You’ve probably heard of the ‘4 Ps’ in marketing. How can we rank them in order of importance? I’ve heard the following in my courses:

1st)  Product – If you don’t have a great product or service, you need to take more time and make it great. Consumers have little sympathy for something that is sub-par for the market it exists in. Conversely, if your offerings are excellent, maybe customers can advocate for you!

2nd) Place – Can people who care about your product or service even find out about it? Referring to the ‘Customer Decision Journey’ by McKinsey, we should understand that if we aren’t part of a user’s initial consideration set, or appearing during their active evaluation phase, we can’t expect them to convert.

3rd)  Price – Where does your product or service fit into the existing landscape, and what is its price elasticity of demand? If you increase your price to consumers by 10%, will you lose less than 10% of your users? In terms of your overhead, if you hire more staff, will you capture enough quantitative or qualitative benefit to justify it?

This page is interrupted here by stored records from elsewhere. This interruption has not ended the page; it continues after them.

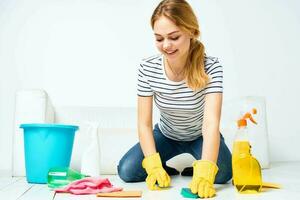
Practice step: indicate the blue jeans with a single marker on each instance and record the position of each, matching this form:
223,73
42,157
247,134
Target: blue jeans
130,166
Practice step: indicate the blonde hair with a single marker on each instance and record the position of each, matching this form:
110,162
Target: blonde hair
181,13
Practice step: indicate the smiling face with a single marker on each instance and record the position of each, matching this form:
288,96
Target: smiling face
171,41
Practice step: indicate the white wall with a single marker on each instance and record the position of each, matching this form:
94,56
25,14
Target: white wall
86,53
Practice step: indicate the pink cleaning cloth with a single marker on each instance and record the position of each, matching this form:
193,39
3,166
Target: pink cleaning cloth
89,185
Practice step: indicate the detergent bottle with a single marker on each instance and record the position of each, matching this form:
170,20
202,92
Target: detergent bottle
62,176
246,169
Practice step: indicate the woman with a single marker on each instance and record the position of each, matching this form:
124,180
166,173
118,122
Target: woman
186,86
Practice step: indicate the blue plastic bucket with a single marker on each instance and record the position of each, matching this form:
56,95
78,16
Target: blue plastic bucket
46,146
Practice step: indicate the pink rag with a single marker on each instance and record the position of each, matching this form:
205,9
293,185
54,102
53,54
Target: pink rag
89,185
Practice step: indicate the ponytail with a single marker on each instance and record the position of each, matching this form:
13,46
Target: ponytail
195,74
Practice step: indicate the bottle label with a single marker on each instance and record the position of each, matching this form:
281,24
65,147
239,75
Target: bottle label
57,173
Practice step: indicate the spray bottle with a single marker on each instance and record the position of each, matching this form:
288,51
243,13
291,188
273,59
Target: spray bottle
245,168
247,177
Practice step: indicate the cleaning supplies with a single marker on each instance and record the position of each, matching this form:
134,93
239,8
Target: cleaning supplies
203,178
245,168
62,176
157,177
121,194
90,161
187,193
247,177
89,185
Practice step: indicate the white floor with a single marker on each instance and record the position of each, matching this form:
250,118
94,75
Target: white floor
287,174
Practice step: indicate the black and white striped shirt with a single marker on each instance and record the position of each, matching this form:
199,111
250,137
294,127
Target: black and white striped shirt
181,108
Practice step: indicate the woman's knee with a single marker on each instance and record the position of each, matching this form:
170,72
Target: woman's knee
224,175
129,172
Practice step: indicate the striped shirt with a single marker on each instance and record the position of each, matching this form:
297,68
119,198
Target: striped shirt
181,108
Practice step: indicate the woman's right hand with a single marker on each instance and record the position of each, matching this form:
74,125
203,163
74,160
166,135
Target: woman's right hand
156,173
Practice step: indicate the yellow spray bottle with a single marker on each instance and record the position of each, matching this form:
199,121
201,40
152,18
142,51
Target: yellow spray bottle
245,168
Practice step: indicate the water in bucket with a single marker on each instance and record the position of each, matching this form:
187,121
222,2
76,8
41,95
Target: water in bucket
46,146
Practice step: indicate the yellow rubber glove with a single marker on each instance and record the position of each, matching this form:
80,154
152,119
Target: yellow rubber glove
156,172
204,173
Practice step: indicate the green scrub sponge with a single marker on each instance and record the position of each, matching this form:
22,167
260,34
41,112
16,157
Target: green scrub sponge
186,192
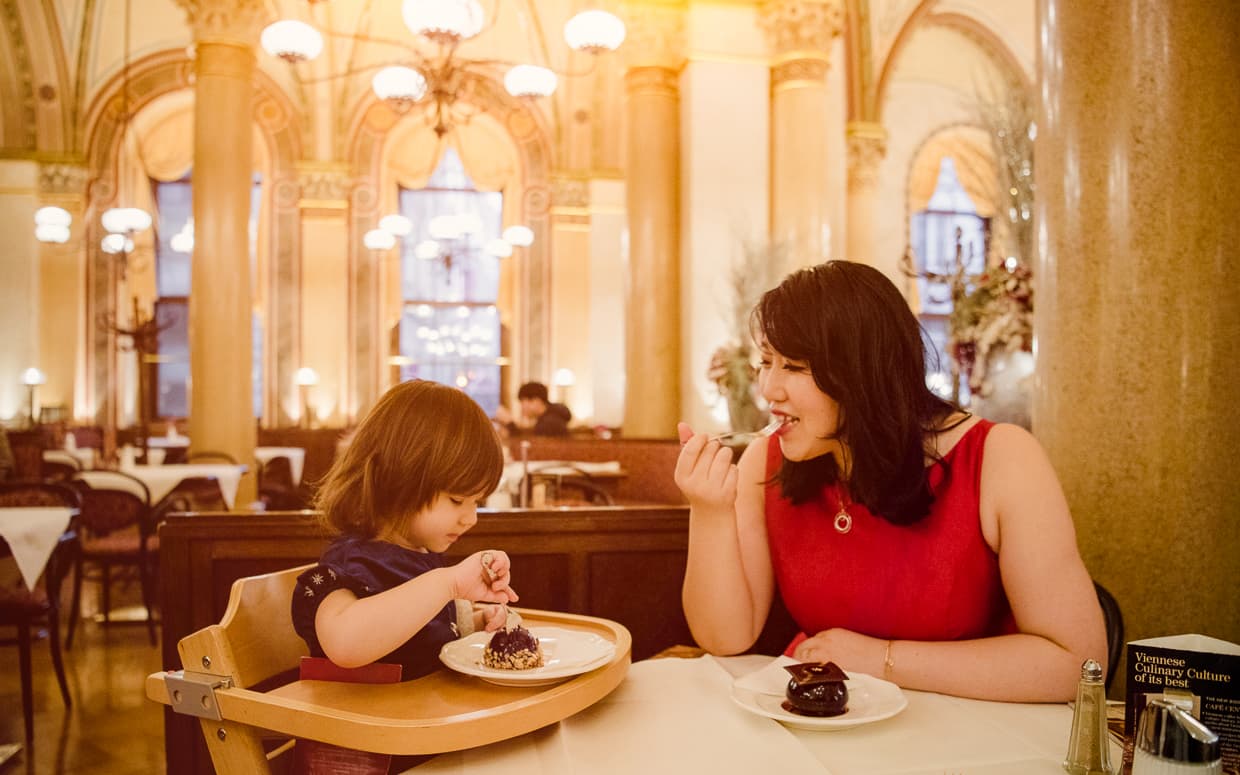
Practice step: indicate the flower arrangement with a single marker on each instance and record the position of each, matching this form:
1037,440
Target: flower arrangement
995,315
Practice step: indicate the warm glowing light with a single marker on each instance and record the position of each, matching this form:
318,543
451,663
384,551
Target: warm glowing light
594,31
292,40
530,81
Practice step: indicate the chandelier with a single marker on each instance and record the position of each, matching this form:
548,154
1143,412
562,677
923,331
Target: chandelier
438,78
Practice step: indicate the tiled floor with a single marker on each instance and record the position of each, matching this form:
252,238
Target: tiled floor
110,729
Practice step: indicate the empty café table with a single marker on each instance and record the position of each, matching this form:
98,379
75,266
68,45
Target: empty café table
296,456
31,535
160,479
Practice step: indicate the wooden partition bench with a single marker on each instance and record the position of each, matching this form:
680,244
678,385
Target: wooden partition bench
619,563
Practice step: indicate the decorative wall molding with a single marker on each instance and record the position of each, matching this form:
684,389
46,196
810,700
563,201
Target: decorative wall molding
867,146
62,179
799,71
796,26
226,21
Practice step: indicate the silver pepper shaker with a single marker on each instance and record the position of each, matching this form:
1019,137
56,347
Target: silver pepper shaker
1171,742
1089,752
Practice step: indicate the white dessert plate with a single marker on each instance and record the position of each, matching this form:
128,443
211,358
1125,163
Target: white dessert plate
869,699
566,654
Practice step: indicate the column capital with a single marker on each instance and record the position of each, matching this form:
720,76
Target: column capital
655,35
226,21
61,179
801,29
867,146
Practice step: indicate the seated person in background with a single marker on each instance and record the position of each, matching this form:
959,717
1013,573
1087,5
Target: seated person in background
538,416
404,490
907,538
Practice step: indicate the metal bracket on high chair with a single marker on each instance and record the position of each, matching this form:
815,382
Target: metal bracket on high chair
195,693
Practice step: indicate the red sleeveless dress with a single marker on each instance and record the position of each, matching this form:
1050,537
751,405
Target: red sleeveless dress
935,579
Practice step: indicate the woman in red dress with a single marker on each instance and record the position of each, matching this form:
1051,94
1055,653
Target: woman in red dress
908,538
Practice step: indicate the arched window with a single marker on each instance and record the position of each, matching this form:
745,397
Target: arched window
449,284
949,246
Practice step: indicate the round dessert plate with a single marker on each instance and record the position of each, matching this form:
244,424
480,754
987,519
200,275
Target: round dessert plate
566,654
869,699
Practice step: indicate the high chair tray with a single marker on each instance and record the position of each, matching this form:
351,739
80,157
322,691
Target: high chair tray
444,711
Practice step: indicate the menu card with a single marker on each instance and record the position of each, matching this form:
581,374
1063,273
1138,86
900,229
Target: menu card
1200,672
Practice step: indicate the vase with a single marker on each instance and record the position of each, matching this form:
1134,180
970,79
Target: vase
1007,388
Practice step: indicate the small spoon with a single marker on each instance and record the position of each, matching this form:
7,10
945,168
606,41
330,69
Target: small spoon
771,427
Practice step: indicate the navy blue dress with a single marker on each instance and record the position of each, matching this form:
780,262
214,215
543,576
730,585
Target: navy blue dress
367,567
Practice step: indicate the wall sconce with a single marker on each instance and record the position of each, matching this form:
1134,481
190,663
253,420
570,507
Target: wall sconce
305,378
32,378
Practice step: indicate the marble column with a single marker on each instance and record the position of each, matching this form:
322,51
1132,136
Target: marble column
800,34
1137,309
221,304
867,145
62,289
652,296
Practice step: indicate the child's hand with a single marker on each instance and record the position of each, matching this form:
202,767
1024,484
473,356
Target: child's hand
484,575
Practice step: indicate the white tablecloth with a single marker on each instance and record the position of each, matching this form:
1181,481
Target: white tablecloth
676,717
32,535
82,456
296,456
160,479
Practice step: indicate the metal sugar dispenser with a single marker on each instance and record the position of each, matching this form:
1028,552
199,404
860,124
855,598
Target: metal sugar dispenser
1089,752
1171,742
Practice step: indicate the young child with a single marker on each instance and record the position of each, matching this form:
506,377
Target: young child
401,494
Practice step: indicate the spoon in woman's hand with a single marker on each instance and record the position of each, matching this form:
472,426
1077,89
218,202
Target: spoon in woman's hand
771,427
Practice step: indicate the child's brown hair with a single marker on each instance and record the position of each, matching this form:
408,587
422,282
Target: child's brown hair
420,439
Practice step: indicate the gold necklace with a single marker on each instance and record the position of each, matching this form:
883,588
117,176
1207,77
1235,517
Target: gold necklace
843,520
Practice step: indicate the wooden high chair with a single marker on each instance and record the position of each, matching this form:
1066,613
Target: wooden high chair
445,711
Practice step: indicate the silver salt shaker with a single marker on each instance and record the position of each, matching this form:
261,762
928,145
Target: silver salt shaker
1089,752
1171,742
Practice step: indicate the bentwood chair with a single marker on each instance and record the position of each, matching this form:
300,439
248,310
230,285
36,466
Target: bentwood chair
1114,619
29,608
117,531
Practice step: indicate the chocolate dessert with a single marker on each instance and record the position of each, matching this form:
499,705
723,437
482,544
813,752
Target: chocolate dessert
512,649
816,688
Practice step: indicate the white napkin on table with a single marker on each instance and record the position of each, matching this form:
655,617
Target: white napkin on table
769,680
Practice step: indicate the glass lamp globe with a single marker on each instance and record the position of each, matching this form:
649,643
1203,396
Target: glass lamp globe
399,84
292,40
444,21
594,31
530,81
378,239
518,236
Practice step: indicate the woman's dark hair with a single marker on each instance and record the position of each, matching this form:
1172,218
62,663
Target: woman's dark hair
420,439
864,349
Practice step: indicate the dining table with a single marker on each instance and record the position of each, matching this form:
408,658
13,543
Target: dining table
160,479
31,533
680,716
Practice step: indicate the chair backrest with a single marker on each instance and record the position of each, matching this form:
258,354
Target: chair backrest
39,494
208,455
277,474
1114,619
109,506
256,639
194,494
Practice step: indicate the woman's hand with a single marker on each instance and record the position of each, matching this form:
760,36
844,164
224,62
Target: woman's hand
484,575
846,649
704,473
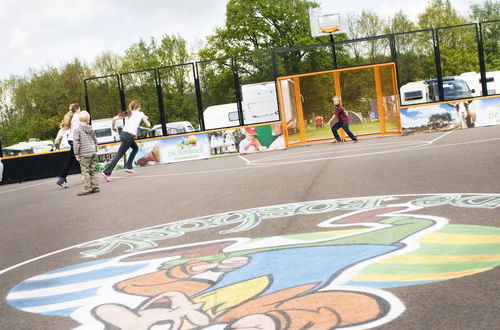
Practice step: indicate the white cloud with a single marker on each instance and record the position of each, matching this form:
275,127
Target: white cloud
19,40
50,31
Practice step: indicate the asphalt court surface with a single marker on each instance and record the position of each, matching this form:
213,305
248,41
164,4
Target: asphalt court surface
449,179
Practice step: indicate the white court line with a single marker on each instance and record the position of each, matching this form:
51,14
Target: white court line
246,160
261,162
25,187
376,153
3,271
338,149
439,137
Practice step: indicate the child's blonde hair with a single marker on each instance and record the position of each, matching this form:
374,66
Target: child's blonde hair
134,105
66,122
85,117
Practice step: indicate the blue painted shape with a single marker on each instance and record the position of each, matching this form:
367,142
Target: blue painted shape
54,299
76,278
297,266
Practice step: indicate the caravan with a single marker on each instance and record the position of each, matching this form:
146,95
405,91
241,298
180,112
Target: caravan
177,127
259,104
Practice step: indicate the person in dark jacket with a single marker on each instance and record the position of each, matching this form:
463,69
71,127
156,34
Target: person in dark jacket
342,121
84,146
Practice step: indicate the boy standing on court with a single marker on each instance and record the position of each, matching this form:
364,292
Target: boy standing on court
343,121
84,146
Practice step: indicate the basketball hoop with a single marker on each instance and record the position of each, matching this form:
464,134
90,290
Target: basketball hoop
324,24
330,28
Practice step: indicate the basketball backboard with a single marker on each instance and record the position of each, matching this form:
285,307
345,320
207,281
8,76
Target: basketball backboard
324,24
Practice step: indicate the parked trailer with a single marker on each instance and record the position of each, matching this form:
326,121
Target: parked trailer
259,104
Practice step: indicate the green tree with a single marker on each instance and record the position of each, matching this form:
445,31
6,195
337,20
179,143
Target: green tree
489,11
439,13
254,26
486,11
458,46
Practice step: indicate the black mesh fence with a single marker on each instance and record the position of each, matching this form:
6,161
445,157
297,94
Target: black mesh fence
103,96
432,65
415,56
178,94
141,85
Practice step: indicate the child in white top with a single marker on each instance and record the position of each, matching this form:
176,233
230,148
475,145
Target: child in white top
133,117
68,125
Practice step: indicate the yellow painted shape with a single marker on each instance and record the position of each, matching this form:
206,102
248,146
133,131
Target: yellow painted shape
233,295
430,259
415,277
444,238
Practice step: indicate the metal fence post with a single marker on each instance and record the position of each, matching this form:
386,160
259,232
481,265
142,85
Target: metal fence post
437,61
197,87
237,90
159,94
122,92
482,65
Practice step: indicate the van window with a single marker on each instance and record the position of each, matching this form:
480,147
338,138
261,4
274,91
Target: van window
233,116
415,95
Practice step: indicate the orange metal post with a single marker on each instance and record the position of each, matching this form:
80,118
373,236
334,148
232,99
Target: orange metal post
338,92
380,99
300,112
281,104
396,95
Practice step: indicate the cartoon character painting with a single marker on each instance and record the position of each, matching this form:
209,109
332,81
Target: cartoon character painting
295,281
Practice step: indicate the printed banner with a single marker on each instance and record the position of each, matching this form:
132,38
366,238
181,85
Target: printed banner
247,140
198,146
462,114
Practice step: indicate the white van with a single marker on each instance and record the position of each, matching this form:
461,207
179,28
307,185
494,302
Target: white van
417,92
220,116
259,104
33,146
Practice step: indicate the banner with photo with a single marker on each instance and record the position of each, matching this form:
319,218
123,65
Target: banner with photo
445,116
198,146
246,140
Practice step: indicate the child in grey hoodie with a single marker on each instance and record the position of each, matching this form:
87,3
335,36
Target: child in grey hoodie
84,146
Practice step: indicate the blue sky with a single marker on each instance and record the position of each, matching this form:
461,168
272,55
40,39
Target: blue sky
37,33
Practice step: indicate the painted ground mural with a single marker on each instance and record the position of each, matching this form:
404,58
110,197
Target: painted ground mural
337,275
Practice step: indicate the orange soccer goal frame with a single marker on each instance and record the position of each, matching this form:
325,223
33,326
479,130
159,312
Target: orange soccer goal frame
295,129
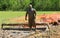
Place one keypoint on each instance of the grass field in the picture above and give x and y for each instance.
(4, 15)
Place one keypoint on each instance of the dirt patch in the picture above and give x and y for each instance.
(43, 17)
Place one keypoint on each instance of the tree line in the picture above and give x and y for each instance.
(21, 5)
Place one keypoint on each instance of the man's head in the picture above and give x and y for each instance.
(30, 6)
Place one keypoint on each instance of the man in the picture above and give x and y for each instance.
(31, 13)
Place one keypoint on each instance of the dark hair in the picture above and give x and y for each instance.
(31, 3)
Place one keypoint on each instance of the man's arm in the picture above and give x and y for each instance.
(26, 16)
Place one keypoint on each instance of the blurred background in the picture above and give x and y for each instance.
(21, 5)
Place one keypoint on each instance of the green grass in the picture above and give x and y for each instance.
(4, 15)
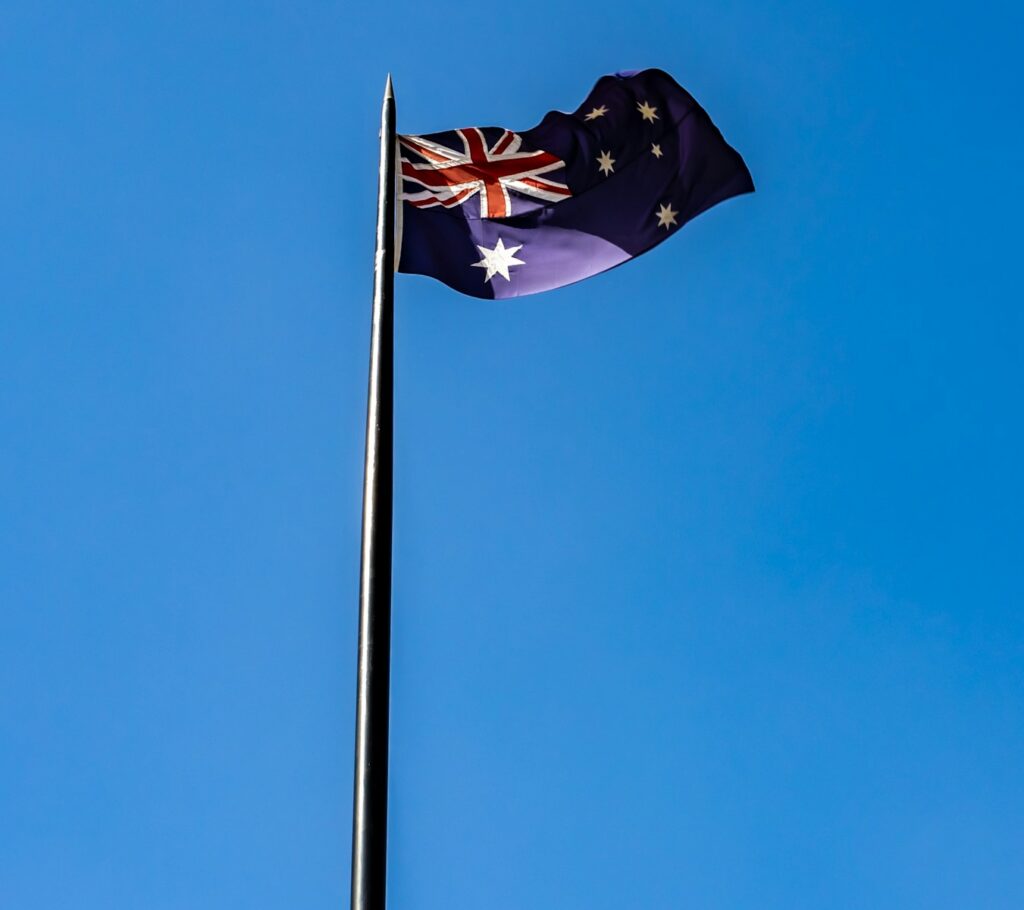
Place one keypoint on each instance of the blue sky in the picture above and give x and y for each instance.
(708, 570)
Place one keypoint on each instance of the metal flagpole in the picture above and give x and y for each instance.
(373, 695)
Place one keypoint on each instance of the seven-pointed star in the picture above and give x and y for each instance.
(646, 112)
(666, 216)
(497, 261)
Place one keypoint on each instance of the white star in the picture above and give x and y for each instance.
(498, 261)
(666, 216)
(646, 112)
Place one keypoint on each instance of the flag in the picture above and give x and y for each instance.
(495, 213)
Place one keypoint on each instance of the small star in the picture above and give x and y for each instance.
(498, 261)
(666, 216)
(646, 112)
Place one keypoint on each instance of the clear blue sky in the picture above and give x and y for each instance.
(708, 570)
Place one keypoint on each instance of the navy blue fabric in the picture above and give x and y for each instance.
(610, 217)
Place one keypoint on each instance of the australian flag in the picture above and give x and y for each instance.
(496, 214)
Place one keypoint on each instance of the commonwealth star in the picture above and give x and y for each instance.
(499, 260)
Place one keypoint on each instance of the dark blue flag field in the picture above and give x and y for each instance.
(495, 213)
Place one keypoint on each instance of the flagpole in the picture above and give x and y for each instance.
(373, 685)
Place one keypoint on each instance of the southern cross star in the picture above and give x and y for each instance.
(646, 112)
(498, 261)
(666, 216)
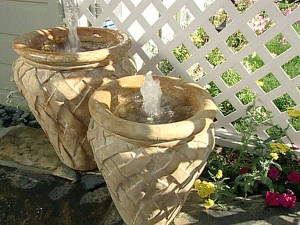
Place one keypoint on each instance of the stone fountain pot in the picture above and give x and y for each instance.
(150, 168)
(57, 84)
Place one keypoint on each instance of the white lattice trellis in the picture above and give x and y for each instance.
(156, 22)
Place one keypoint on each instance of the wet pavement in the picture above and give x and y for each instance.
(36, 189)
(31, 198)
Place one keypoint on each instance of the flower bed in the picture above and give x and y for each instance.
(267, 167)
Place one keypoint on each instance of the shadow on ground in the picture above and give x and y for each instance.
(36, 189)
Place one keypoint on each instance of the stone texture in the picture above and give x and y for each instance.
(57, 85)
(30, 148)
(150, 168)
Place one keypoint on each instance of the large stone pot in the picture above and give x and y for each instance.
(57, 84)
(150, 168)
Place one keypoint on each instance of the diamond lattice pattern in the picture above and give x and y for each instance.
(229, 52)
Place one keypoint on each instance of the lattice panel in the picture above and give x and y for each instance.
(160, 28)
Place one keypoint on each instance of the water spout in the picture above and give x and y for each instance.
(151, 93)
(71, 20)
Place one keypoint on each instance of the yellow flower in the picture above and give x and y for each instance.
(208, 203)
(274, 155)
(197, 184)
(278, 147)
(219, 174)
(205, 189)
(293, 112)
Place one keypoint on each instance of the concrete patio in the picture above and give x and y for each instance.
(37, 189)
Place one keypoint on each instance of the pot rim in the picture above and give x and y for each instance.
(22, 45)
(152, 132)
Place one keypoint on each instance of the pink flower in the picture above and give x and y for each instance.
(272, 198)
(288, 200)
(287, 12)
(284, 41)
(273, 172)
(243, 170)
(293, 177)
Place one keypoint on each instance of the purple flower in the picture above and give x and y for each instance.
(273, 172)
(293, 177)
(272, 198)
(287, 200)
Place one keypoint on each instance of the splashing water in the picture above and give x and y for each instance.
(71, 20)
(151, 93)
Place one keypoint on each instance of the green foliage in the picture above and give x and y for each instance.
(181, 53)
(215, 57)
(246, 169)
(199, 37)
(236, 41)
(292, 67)
(252, 62)
(226, 108)
(278, 45)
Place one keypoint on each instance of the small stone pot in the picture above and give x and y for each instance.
(57, 85)
(150, 168)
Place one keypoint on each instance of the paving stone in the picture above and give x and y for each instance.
(59, 192)
(92, 181)
(97, 196)
(30, 147)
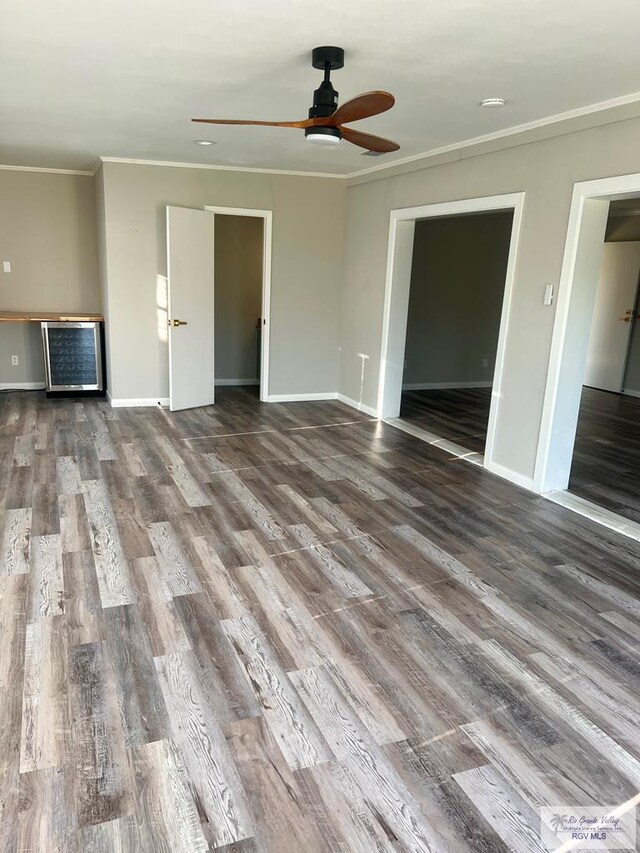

4th)  Promotion – How do you drum up excitement or tip people who are on the fence? Maybe you’d like to cross-promote to people who currently know you for service X and interest them in services X and Y. Maybe you need to stand out and be more memorable. Perhaps, if someone just tried your product for the first time they’d be sold. Maybe a customer had a good experience with you in the past, but between all the obligations in their life, they just need a little reminder before you get their repeat business?

I was thinking about the 4 Ps just yesterday. A bunch of my Korean relatives visited for Seollal, the Lunar New Year holiday. My brother-in-law ordered some chicken to the house shortly before he went back north to Incheon, and I was stunned to see which shop he’d ordered from. You see, we get a circular each month which contains ads for dozens of take-out and delivery places, and I’d singled this one out in my mind as having the most shocking logo I’d ever seen.

However, something I didn’t know until yesterday was that they have a loyal following that started on Facebook a couple years ago. Also, the chicken was absolutely great – superior in taste to other, more famous shops without being more expensive. I love this example, as I think it illustrates the power of a great product, and how it can turn your customers into advocates. Now I just wonder when they’ll update their branding!